Biogen-funded Harvard Study on Air Pollution and Dementia Risk Presented at AAN 2022

BOSTON, MA –  It is well-established that air pollution is detrimental to human health. Air pollution is responsible for 1 in 5 deaths worldwide. What has been less clear is the potential connection between air pollution and dementia. But in the past two years, studies on the subject have proliferated.

Biogen has been working with the Harvard T.H. Chan School of Public Health NIEHS Center for Environmental Health to sift through the emergent data, conducting the most comprehensive systematic review and meta-analysis on air pollution and dementia to date. The paper found that data highly suggest small air pollution particles (PM2.5) are a risk factor for dementia. This is an important finding that underscores the action needed to address air pollution and transition away from fossil fuels.

The paper and its findings were presented earlier this month at the American Academy of Neurology Annual Meeting in Seattle.
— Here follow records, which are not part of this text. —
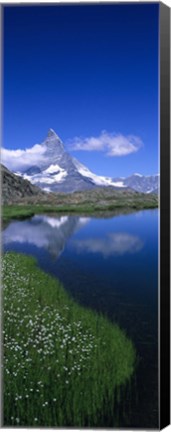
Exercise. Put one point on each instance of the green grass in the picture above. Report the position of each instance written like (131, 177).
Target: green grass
(63, 365)
(21, 211)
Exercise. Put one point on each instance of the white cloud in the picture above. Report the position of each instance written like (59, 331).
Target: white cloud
(19, 159)
(111, 144)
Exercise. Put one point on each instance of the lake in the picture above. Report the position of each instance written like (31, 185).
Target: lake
(109, 265)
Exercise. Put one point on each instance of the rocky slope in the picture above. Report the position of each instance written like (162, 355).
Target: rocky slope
(58, 171)
(15, 188)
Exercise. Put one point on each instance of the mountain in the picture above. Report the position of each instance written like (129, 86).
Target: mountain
(140, 183)
(15, 188)
(58, 171)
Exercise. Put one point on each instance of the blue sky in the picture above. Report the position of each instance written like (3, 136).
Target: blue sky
(89, 72)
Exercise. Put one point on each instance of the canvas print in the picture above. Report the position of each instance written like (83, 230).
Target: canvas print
(80, 193)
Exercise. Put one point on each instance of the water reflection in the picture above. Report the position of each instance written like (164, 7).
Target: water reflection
(53, 233)
(112, 244)
(111, 266)
(44, 232)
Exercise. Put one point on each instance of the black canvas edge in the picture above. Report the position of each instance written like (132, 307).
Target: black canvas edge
(164, 292)
(164, 233)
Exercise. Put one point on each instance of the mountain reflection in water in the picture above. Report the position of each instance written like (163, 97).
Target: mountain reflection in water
(111, 266)
(52, 234)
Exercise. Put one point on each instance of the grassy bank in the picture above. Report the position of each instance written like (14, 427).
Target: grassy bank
(21, 211)
(63, 364)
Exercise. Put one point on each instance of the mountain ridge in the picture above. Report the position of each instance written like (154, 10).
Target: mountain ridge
(58, 171)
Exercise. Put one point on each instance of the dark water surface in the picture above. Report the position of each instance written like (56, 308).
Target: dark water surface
(111, 266)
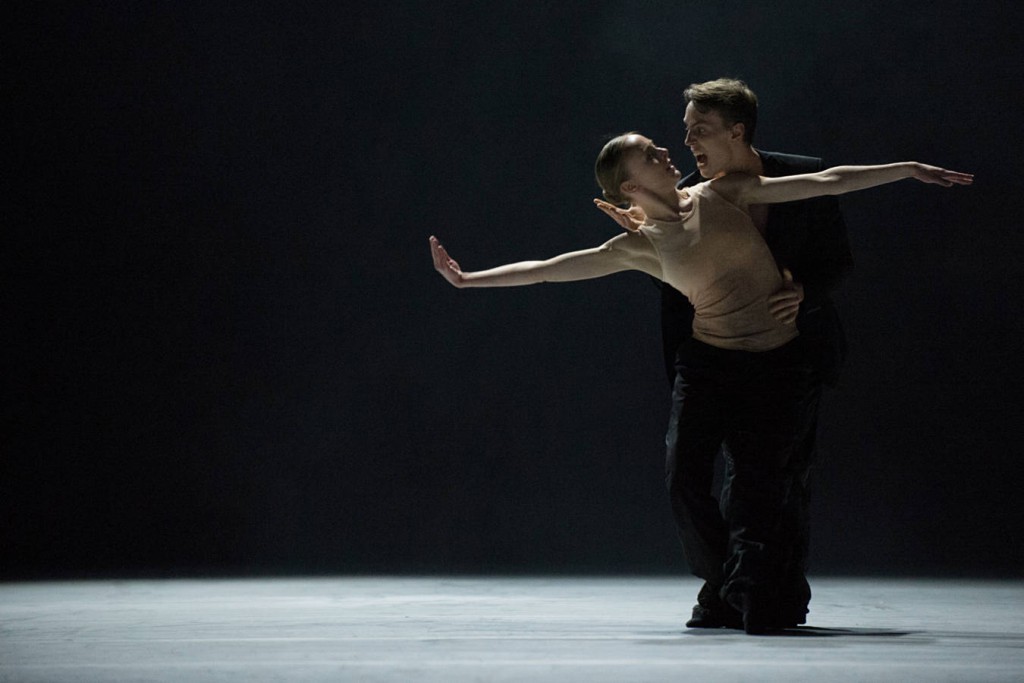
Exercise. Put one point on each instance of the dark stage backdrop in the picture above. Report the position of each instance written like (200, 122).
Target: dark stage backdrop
(225, 350)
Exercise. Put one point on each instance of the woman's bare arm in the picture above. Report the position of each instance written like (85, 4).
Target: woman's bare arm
(745, 189)
(624, 252)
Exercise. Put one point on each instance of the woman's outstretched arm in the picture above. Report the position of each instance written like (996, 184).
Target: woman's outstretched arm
(747, 189)
(625, 252)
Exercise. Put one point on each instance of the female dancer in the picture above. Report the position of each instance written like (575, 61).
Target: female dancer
(741, 378)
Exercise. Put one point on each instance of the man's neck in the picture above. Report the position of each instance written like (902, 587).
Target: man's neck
(747, 161)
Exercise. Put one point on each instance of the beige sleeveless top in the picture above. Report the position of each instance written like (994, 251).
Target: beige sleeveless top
(719, 260)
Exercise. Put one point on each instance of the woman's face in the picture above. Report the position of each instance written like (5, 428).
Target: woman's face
(649, 167)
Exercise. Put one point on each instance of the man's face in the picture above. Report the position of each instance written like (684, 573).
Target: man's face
(715, 145)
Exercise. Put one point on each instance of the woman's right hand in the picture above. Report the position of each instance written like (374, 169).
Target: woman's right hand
(444, 264)
(629, 219)
(940, 176)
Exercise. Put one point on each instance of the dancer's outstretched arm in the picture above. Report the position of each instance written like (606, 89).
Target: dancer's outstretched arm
(745, 189)
(625, 252)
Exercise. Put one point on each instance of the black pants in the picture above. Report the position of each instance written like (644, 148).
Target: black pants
(757, 404)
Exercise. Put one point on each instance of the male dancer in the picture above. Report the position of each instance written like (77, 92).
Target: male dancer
(808, 240)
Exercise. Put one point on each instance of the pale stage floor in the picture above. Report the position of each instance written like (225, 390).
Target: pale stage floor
(496, 629)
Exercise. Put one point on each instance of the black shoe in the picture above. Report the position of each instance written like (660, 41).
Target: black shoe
(757, 620)
(713, 612)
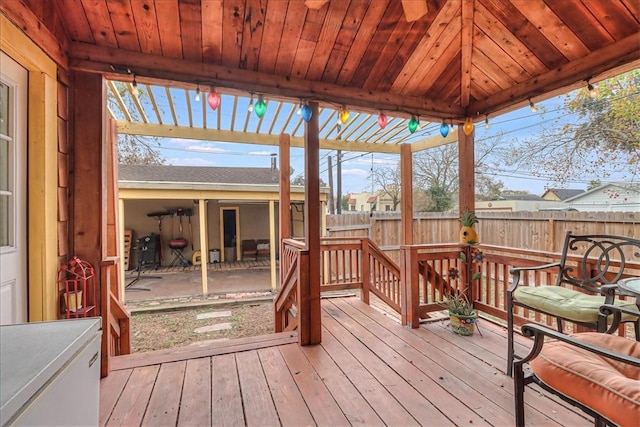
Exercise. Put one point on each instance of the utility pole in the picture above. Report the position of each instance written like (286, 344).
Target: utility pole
(339, 190)
(332, 206)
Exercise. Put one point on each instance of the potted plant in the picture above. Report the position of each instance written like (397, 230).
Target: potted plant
(468, 234)
(462, 315)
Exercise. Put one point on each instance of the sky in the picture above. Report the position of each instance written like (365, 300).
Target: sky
(357, 166)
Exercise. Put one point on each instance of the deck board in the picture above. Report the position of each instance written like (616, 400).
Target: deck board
(368, 370)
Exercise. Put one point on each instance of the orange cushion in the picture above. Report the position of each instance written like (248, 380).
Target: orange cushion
(608, 387)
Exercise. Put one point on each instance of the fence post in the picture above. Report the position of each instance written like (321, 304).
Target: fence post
(366, 270)
(410, 287)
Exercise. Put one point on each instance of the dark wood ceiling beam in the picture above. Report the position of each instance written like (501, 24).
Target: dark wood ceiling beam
(467, 47)
(91, 58)
(620, 57)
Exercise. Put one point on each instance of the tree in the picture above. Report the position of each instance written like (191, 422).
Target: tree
(388, 180)
(134, 149)
(601, 137)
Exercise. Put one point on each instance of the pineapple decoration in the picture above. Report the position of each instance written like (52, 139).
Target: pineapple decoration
(467, 233)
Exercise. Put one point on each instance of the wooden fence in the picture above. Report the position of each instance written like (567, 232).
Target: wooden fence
(540, 231)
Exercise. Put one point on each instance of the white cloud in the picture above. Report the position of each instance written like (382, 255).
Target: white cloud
(190, 161)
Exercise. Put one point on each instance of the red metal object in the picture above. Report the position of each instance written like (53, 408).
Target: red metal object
(76, 289)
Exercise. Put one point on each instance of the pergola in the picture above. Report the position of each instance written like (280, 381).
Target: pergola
(460, 61)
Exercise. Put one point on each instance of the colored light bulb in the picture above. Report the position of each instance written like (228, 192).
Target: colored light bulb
(306, 113)
(261, 107)
(382, 120)
(444, 129)
(213, 99)
(468, 126)
(413, 124)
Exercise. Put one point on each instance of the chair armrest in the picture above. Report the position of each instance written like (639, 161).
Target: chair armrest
(616, 311)
(516, 273)
(539, 332)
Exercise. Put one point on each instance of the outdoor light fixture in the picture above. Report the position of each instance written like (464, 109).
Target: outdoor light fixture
(213, 99)
(468, 126)
(413, 124)
(382, 120)
(134, 87)
(593, 91)
(344, 115)
(250, 108)
(260, 107)
(444, 129)
(306, 112)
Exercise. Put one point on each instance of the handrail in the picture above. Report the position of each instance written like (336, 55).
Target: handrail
(116, 337)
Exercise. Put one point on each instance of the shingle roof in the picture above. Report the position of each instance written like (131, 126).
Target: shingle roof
(206, 174)
(564, 193)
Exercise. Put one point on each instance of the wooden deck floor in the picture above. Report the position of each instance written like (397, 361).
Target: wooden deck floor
(368, 370)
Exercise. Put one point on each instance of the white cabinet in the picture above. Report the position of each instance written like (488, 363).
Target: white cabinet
(50, 373)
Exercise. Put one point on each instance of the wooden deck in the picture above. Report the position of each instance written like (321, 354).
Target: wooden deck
(368, 370)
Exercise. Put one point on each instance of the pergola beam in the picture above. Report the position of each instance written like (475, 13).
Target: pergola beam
(185, 132)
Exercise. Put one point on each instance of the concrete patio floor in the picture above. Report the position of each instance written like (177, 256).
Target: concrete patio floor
(225, 281)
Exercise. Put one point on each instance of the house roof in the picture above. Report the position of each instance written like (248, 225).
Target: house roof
(564, 193)
(199, 174)
(615, 188)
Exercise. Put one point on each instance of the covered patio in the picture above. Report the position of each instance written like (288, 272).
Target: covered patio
(459, 62)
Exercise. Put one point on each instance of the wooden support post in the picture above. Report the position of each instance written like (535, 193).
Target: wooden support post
(272, 244)
(285, 193)
(312, 223)
(366, 271)
(406, 194)
(204, 245)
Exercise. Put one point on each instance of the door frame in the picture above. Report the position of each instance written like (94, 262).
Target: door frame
(236, 209)
(42, 164)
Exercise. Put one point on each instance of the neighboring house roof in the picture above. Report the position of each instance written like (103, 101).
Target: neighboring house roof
(204, 174)
(519, 197)
(615, 189)
(563, 193)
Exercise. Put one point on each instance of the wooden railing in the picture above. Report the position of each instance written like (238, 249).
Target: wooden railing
(358, 263)
(116, 338)
(426, 273)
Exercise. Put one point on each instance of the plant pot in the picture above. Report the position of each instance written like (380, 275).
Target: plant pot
(463, 325)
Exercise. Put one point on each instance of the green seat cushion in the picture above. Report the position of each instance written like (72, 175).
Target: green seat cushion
(566, 303)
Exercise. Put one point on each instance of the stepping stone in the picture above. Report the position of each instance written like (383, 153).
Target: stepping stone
(213, 328)
(213, 315)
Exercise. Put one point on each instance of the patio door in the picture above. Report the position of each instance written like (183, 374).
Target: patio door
(13, 188)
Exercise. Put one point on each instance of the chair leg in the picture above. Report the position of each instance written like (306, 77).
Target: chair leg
(510, 350)
(518, 393)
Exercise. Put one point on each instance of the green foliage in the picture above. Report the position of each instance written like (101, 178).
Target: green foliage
(458, 303)
(602, 136)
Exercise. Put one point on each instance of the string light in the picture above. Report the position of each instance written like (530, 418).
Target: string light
(382, 120)
(213, 99)
(250, 108)
(306, 112)
(444, 129)
(134, 87)
(260, 107)
(413, 124)
(343, 117)
(468, 126)
(593, 91)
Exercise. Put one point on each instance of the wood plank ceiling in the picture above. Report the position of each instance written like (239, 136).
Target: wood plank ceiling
(464, 58)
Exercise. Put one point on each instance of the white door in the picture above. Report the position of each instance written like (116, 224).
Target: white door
(13, 188)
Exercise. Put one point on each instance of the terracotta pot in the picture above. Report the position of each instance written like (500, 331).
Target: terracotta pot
(463, 325)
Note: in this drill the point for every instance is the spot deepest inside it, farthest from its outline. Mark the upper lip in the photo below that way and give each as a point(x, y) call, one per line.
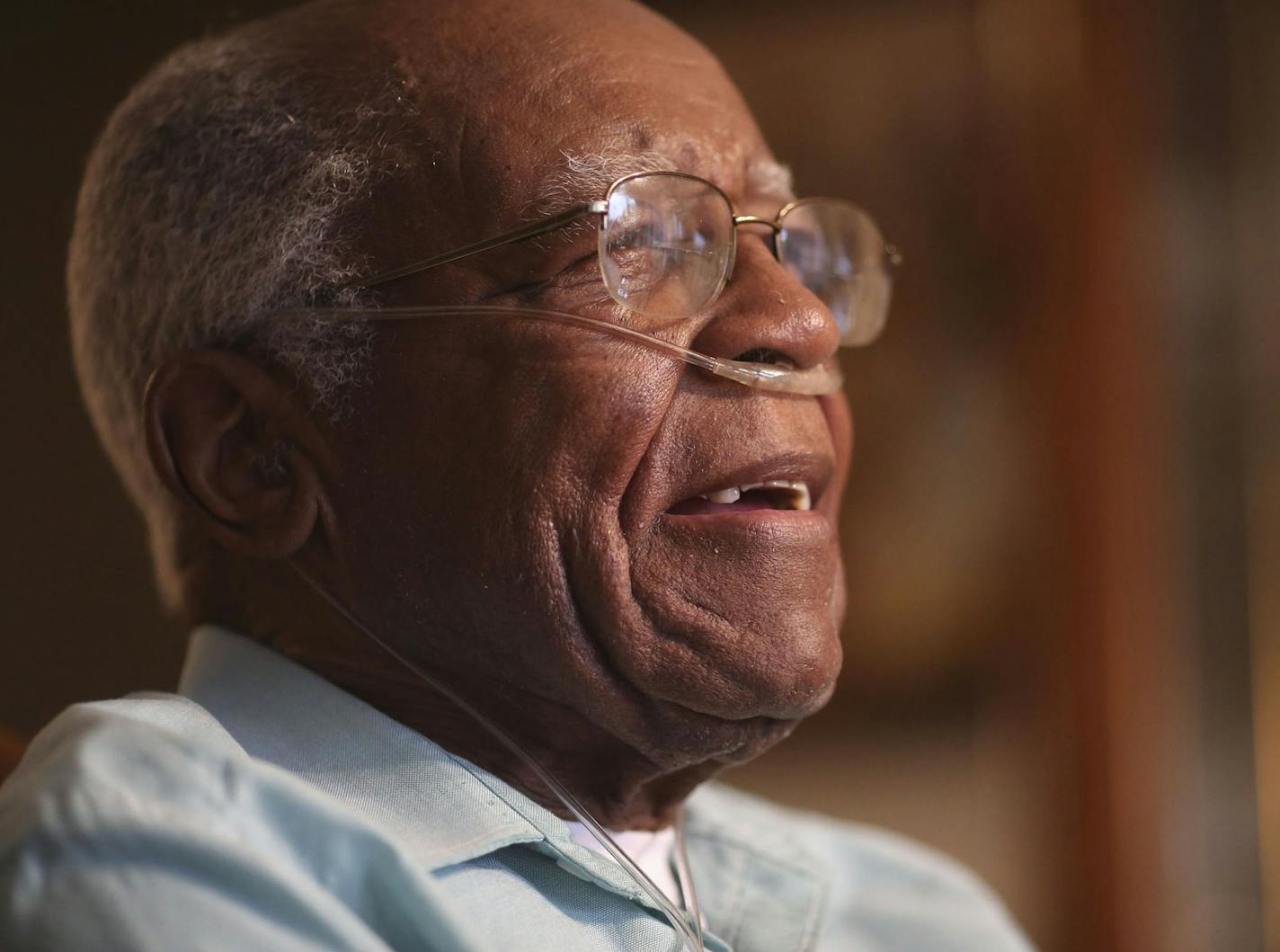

“The data are clearly pointing towards PM2.5 playing a role in risk of dementia,” said senior author Professor Marc Weisskopf. “More data would clearly still be helpful, in particular studies with methods that actively assess all study participants. Some key questions persist. For example, more data exists for PM2.5, but less for other pollutants; exactly when these exposures are most relevant is still unclear; and identifying biological mechanisms underlying these relations would be very useful.”

Biogen will be working with the Healthy Climate, Healthy Lives™ Scientific Advisory Council to determine how Biogen can help best further advance scientific understanding in this area to enable informed action to reduce environmental risks for dementia.